Saturday, 10 June 2017

Dalek Empire 4.4: The Fearless, Part 4 by Nicholas Briggs (January 2008)

This fourth part of Dalek Empire IV, the eighteenth and final instalment in the Dalek Empire series overall, plays out like that lovely old mixed metaphor of Sir Tom Stoppard's: "all the skeletons in the cupboard are coming home to roost". This finale sees quite the showdown between our two major players, Commander Salus Kade and General Agnes Landen. Briggs gets a good deal of tension out of delaying the confrontations between this pair, but when they do arrive they're electrifying. Together they make for a fearsome combination, both orphaned children of war, the one a marine named 'Fearless' and the other the woman in whose image these marines have been moulded. The idea that Kade and the other Fearless are, as it were, children in Landen's image is not entirely surprising - it's a fairly common trope, going back to the Doctor being used as the Cyber-template in Spare Parts, and as we've noted there's always been something a bit ... motherly about Landen's relationship with her protégé - but it works. As O'Brien puts it in the CD extras, "if you see a marvellous young person who's got this something, whatever it is, in whatever field, in your field, and you know about your field because that's what you've spent your life doing, and you can impart to this person some of what you know and what you think, and see that person rise up - they're like your own creation, aren't they?" And as with the Daleks and Davros, the children quickly outgrew the parent: Kade is a more fearless fighter than the woman who created him.

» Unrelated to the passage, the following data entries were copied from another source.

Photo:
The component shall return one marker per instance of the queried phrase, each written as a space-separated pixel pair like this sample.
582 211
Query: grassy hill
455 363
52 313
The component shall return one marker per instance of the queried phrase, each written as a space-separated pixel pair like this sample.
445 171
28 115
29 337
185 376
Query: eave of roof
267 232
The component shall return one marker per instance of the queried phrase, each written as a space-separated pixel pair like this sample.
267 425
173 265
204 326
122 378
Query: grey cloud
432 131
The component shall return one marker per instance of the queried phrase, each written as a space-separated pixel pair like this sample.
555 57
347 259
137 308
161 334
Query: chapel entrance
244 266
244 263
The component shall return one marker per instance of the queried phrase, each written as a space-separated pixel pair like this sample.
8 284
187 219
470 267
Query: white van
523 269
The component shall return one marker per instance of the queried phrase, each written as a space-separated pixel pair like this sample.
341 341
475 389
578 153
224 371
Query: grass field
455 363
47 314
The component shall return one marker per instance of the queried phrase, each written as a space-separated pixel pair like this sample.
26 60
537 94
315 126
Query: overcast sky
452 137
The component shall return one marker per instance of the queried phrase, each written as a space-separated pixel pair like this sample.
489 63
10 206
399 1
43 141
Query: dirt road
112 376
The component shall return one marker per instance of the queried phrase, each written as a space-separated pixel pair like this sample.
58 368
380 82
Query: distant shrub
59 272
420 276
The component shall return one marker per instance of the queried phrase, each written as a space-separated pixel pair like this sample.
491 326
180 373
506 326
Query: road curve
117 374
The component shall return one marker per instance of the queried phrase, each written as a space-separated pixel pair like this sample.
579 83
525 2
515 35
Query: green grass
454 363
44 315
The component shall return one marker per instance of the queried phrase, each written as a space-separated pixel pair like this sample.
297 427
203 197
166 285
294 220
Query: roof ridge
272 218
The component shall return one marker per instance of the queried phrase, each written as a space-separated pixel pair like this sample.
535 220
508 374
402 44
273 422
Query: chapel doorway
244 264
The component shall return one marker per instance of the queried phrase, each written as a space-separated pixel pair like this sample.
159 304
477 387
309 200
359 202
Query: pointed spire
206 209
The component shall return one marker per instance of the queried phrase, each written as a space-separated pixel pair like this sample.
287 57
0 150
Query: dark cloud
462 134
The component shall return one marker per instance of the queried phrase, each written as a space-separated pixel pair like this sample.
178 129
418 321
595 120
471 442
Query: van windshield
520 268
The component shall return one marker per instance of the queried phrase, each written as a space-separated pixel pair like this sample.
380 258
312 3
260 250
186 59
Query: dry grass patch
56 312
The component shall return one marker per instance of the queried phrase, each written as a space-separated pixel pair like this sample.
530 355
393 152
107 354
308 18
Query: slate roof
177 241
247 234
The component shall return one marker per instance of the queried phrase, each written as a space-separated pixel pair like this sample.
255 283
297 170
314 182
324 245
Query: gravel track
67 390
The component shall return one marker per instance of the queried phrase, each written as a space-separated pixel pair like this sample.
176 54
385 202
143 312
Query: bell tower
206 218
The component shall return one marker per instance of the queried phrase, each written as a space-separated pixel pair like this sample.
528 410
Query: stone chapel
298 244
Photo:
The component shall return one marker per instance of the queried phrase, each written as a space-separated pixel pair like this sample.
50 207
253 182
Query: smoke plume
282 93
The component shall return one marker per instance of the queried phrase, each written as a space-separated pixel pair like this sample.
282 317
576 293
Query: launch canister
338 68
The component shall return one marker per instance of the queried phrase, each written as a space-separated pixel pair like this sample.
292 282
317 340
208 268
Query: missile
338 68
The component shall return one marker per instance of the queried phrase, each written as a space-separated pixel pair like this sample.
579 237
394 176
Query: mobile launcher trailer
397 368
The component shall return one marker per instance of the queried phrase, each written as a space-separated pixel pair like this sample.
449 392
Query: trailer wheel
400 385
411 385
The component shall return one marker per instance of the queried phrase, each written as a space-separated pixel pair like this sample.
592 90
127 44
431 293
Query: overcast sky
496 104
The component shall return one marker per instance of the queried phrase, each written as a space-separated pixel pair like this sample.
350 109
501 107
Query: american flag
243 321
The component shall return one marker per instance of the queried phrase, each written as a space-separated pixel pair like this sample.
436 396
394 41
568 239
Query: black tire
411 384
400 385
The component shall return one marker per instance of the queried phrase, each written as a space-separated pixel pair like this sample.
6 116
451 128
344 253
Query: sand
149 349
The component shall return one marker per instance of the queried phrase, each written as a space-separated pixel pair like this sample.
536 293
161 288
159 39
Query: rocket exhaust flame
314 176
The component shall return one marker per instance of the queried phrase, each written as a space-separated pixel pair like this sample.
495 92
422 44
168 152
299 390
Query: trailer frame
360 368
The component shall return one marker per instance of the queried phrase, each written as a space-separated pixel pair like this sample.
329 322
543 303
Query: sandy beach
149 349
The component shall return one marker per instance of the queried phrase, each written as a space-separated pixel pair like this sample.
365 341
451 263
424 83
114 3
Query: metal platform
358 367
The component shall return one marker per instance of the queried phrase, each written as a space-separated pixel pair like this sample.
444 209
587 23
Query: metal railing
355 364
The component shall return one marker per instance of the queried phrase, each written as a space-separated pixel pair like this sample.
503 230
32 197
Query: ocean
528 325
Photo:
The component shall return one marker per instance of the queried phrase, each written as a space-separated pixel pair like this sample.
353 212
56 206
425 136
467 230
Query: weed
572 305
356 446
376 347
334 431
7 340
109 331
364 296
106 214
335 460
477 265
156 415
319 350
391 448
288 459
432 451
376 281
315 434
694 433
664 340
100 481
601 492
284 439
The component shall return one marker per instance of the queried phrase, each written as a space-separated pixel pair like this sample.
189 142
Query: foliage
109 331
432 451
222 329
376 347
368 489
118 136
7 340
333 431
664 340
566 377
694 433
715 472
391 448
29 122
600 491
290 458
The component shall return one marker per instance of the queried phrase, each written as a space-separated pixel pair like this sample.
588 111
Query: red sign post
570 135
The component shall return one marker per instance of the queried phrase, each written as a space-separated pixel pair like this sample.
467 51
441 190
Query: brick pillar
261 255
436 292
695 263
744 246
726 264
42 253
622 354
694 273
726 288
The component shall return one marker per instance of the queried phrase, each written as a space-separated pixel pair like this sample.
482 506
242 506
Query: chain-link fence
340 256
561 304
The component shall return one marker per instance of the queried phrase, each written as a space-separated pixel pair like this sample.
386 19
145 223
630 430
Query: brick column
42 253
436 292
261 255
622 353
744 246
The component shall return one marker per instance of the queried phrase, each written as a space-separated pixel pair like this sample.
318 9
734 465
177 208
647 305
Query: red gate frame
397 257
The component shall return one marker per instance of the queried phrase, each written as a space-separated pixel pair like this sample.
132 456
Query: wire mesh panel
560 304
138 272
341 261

Dalek Empire 4.3: The Fearless, Part 3 by Nicholas Briggs (December 2007)

The Fearless, Part 3 follows Kade's mission as he and the other members of the Spacer-wearing Fearless set out to kill Susan Mendes, the Angel of Mercy, each of them on their own in deep space as they close in on the ship carrying her, the Amorist. I was unsure about centring the story around assassinating the first series' lead character; the Kade and Landen stuff was far and away the most engaging material of the first two discs, and as such it's a shame to split that pair up and spend most of our time on a plan to kill a character we know from having heard Dalek War cannot possibly die in this set of stories. It seems like an artificial tension, though one which, as the story goes on and we reach a new twist, Briggs goes some way to justify. The revelation that the Susan Mendes of this story is in fact a robot duplicate isn't immensely unpredictable, but it does help keep what happens here distinct and less like it's playing second fiddle to Dalek Empire I: a new bit of political intrigue in another part of the conflict rather than retreading old ground. Better still, the final twist of the knife - traps within traps, schemes within schemes - promises some excellent Kade/Landen material in the grand finale. It's quite the rug-pull.